After all posts are built, it generates index.html by sorting posts newest-first and replacing {{CARDS}} with a block of .blog-card links.

The critical rule: never edit a generated *.html file. They get overwritten on the next node build.js. Always change the templates or the markdown source.

The three-layer styling architecture

Styling has three layers, and they cascade in this order:

1. ../style.css          ← external, served by Git Studio (untouchable from this repo)
2. <style> in _template  ← post-page overrides (inline, at end of <head>)
3. <style> in _index     ← index-page overrides (inline, at end of <head>)

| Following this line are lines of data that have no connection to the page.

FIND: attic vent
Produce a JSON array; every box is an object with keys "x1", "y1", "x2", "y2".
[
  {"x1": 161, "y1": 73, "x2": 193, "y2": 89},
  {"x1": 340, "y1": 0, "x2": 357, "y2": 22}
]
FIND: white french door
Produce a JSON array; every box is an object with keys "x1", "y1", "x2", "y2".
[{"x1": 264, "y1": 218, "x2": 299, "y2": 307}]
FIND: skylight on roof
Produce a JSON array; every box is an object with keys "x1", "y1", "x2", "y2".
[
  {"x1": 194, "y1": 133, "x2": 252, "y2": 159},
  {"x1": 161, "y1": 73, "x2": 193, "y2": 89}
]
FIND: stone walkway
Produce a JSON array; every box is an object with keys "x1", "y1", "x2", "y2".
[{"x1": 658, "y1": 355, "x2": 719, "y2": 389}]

Layer 1 provides the nav, footer, base typography, and the --c-accent: #c9935a variable. It also defines bare selectors like .post__title, .post__date, .blog-card, etc. — but with minimal styling.

Layers 2 and 3 are our self-contained inline <style> blocks. They sit AFTER the ../style.css link in the <head>, so same-specificity rules win by cascade order. We never use !important — the position handles precedence naturally.

Why inline instead of a separate .css file? The blog repo is standalone — it doesn't control what Git Studio serves. Adding a file like blog-style.css would require coordinating a deploy to the parent site. Inline <style> blocks ship inside the generated HTML, so the blog is fully self-contained. One git push and it's live.

The markdown dialect (what build.js understands)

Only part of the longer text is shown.